Morningstar recommends carving out about 4 to 6 percent of your portfolio for commodities or commodity-linked funds. Both Benz and Early like PIMCO's Commodity Real Return Fund (PCRAX), which invests in both commodities and TIPS. Benz also likes T. Rowe Price's New Era Fund (PRNEX), because of its broad exposure to inflation-sensitive natural resources such as oil, natural gas, and coal.
Add a common stock index. Simply buying high-quality stocks or investing in a stock fund, such as one that tracks the S&P 500-stock index, is another option. "The logic here is that [the value] will go down a bit when we have inflation but eventually the companies will be able to charge more and stocks will rise," Early says. "The benefit is that you're less likely to see a bubble in a stock fund if we have inflation than in some of the obvious places like TIPS and commodities."

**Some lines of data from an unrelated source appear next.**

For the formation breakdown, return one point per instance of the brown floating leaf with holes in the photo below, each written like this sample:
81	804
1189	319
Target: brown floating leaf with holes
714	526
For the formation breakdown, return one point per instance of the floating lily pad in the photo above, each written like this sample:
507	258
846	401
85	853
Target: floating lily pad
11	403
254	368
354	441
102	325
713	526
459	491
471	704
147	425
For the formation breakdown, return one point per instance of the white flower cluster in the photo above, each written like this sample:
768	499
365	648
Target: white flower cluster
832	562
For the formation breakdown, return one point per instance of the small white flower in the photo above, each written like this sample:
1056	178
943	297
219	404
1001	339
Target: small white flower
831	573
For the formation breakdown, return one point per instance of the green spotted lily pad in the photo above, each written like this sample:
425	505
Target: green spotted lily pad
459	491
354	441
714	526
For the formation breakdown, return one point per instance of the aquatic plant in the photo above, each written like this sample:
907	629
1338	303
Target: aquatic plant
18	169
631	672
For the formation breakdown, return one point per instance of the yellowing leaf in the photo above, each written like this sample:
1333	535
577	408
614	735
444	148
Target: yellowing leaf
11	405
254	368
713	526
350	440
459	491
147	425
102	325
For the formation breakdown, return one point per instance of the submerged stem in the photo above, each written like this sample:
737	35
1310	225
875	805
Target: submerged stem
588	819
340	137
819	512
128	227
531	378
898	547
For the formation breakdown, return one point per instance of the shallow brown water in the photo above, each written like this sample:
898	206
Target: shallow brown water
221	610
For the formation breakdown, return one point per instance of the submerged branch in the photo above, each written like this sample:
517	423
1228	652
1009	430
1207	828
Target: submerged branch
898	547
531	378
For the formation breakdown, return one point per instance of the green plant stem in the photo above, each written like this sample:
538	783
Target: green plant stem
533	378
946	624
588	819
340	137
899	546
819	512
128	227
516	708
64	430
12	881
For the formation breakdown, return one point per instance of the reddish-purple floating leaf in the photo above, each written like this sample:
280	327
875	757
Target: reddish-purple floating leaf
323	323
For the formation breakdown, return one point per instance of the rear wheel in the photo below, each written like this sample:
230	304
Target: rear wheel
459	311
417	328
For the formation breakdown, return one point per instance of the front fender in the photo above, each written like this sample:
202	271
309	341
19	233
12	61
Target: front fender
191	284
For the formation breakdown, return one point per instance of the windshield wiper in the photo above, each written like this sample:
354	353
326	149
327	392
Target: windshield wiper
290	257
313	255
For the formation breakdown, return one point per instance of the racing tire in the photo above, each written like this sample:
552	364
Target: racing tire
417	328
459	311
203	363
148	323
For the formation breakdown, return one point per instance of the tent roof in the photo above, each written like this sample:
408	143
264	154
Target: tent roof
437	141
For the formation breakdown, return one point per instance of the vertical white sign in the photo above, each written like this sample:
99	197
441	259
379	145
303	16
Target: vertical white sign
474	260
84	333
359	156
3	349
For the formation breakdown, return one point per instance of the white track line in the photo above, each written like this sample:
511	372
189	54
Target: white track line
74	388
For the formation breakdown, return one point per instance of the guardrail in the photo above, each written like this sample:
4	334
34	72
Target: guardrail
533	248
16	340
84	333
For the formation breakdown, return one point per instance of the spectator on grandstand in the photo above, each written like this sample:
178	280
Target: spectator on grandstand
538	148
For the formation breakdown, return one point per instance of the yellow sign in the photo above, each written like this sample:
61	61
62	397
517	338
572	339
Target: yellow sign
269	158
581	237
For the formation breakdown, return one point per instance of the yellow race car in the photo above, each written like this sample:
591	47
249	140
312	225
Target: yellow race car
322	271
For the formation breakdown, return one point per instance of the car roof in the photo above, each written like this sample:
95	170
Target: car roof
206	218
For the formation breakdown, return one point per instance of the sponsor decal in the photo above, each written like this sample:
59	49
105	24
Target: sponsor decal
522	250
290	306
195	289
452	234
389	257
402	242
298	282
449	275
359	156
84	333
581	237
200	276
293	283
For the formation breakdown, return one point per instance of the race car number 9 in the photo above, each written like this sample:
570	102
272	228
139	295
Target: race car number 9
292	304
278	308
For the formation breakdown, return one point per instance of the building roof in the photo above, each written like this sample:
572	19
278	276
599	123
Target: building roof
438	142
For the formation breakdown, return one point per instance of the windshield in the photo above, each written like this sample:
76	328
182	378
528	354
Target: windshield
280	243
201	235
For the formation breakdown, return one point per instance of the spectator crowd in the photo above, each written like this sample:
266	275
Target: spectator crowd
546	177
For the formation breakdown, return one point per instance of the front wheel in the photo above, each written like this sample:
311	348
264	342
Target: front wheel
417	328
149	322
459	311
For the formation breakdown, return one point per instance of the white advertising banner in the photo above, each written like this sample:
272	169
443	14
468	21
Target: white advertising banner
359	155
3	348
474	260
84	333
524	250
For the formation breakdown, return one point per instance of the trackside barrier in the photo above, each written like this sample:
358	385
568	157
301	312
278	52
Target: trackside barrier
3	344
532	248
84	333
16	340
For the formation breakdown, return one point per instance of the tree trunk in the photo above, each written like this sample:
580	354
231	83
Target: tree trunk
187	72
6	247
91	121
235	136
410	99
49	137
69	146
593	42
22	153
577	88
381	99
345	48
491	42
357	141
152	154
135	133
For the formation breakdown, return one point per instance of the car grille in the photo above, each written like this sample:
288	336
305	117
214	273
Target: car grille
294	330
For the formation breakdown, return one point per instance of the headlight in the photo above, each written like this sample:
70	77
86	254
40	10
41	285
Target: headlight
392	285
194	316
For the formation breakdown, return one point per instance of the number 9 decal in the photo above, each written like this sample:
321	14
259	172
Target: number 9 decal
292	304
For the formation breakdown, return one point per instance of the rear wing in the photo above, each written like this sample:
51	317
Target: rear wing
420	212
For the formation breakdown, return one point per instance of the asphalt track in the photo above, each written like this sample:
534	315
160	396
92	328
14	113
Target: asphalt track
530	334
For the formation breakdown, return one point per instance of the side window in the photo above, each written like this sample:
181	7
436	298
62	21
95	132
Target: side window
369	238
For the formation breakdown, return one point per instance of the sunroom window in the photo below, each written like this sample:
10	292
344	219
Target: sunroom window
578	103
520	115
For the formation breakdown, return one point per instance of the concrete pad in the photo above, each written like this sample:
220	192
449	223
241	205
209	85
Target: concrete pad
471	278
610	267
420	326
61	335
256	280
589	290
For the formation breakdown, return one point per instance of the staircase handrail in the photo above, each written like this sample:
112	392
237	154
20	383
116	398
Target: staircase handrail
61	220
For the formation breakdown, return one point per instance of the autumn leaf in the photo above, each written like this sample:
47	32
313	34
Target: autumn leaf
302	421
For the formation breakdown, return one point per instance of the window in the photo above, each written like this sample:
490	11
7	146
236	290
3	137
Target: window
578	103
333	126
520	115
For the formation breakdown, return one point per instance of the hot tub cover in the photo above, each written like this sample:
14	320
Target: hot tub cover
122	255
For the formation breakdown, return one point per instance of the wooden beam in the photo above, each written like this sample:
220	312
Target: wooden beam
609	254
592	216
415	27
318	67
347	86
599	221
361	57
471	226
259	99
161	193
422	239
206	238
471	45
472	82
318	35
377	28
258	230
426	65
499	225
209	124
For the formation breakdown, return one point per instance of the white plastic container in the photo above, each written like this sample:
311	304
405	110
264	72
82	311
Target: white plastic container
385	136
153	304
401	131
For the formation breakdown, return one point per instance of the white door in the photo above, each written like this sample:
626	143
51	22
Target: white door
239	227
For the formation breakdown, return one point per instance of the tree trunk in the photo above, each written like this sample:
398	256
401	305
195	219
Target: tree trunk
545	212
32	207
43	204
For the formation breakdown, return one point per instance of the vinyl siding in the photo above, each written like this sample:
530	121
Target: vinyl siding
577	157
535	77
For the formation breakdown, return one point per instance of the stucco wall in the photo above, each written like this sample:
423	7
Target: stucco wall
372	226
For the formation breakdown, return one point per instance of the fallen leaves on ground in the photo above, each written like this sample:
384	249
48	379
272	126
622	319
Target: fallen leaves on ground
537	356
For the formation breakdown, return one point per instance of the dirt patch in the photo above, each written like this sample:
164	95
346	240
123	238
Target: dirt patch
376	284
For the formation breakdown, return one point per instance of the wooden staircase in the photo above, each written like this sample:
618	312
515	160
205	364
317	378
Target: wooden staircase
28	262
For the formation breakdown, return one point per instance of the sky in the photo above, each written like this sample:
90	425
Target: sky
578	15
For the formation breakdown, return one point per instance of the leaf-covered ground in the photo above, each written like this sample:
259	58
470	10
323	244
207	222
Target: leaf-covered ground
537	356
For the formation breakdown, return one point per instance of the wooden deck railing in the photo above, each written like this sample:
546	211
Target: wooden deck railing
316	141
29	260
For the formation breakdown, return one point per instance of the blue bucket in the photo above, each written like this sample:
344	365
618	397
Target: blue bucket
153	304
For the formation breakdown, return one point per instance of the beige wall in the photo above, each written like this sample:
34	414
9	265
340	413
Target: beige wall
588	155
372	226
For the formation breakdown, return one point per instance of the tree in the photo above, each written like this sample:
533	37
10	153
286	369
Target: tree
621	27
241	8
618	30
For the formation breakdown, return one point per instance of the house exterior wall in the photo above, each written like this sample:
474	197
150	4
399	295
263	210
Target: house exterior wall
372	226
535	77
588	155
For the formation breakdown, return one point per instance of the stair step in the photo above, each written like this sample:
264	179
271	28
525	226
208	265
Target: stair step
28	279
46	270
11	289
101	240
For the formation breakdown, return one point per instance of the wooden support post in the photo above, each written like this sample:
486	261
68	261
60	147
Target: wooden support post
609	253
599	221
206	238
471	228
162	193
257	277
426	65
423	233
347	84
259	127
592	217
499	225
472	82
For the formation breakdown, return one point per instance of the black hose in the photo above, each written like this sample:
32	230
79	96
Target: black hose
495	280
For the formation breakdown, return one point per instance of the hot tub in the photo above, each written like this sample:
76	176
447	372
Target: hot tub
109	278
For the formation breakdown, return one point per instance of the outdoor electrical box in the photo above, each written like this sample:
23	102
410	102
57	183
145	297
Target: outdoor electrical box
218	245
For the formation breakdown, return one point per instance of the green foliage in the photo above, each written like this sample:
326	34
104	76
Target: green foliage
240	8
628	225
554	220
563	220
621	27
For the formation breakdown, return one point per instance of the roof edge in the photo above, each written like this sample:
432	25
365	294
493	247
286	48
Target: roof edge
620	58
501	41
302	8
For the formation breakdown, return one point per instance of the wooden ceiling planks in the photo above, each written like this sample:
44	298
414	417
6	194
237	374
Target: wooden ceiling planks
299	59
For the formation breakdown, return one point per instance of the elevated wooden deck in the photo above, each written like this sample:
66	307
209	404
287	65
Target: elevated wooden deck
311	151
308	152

So while inflation might be a year or two down the road, it's never too early to start shoring up your portfolio and adding some inflation-protecting supports. What that looks like depends on the variety of your existing investments. "If [inflation is] on the horizon, act now," Early says. "By the time we start seeing meaningful changes in the CPI, it might be too late to make your move." If your portfolio is particularly bond heavy, Early says inflation protection is crucial because most bonds have fixed payments that don't grow with inflation. Plus, if the Fed raises interest rates, your existing bonds lose value. However, if you have a fairly diverse set of common stocks, you might not need to do much to hedge against inflation, Early says.
The bottom line: Don't go whole-hog trying to outsmart the market and overprotect against inflation, but be prepared for the almost inevitable reality of inflation. Diversifying your portfolio and keeping a fair amount of common stocks might be enough to stave off inflation's effects, but holding some TIPS can solidify inflation protection for your portfolio as well.